ANALYSIS: 2018 MARKS THE RISE OF THE LAB-GROWN DIAMOND
In his latest article, diamond trade analyst Paul Zimnisky discusses the ways in which 2018 has marked the “progression of lab-created diamond production, distribution and pricing dynamics”. Here are some its highlights.
De Beers Crosses the Lines, Others Follow
First of all, in May of this year, giant diamond miner De beers “crossed the lines” and announced the establishment of Lightbox – a subsidiary dedicated to making lab-created diamond jewelry. Lightbox jewelry became available in September, and De Beers’ prices immediately put the whole industry on alert: While 1-carat generic lab-created diamond was selling for around $3,700, De Beers offered a 1-carat solitaire pendant for $800.
According to Zimnisky, all of Lightbox 1-carat solitaire pieces sold out within the first week. As of early November, out of 43 Lightbox items offered, five were still sold out. There was only one 1-carat solitaire item available. Lightbox’s facility in the US is expected to produce more than 500,000 rough carats annually starting early next decade, yielding about 200,000 polished carats a year. Lightbox is estimated to be about a $175 million business for De Beers and parent-Anglo American.
In late October, another notable player entered the lab-grown stone scene: Jewelry manufacturer Richline announced that new lab-diamond line “Grown with Love” would be available this holiday season through Macy’s and JCPenney – “the first wide distribution of lab-created diamonds through a brick and mortar retailer”. Unimpressed by De Beers’ prices, JCPenney is selling a 1-carat “Grown with Love” solitaire ring for $3,750 and a 1.5-carat for $6,500.
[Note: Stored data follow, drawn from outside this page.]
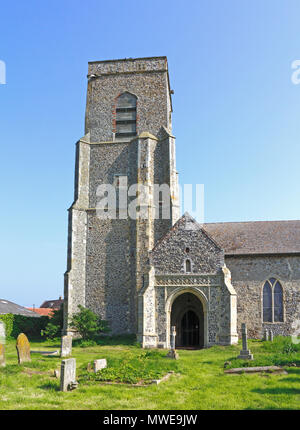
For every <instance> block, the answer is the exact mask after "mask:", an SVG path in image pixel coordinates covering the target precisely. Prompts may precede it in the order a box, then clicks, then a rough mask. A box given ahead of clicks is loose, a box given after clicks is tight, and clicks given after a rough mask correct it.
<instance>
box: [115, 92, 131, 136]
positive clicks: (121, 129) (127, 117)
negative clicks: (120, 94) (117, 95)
mask: <svg viewBox="0 0 300 430" xmlns="http://www.w3.org/2000/svg"><path fill="white" fill-rule="evenodd" d="M135 135H136V96H134V95H133V94H130V93H123V94H121V95H120V96H119V97H118V99H117V106H116V137H127V136H128V137H129V136H135Z"/></svg>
According to Zimnisky, new players have recently entered the lab-created diamond jewelry and most are targeting bridal products and diamond sizes greater than 1-carat.
Production Upgrades and Prices
Zimnisky claims that lab-grown producers in the West must brace themselves for swift competition from Asia, especially China. Already, Chinese companies are upgrading equipment “allowing them to produce larger, higher-quality synthetic diamond, fit for use as jewelry”. They are improving their high-pressure high-temperature (HPHT) methods in order to sustain longer cycles to grow larger, better-quality diamonds. These can produce rough stones of up to 2.5 carats. The chemical vapor deposition (CVD) method of production used in the West can produce rough that is well over 5-carats in size.
Finally, in 2018 alone, the price differential of generic 1-carat synthetics has fallen by almost 50% relative to the price a comparable natural diamond. However, Zimnisky claims, an important question still remains: “How many consumers will be willing to pay thousands of dollars today for a diamond that is theoretically unbound in supply and possibly holds no resale value?”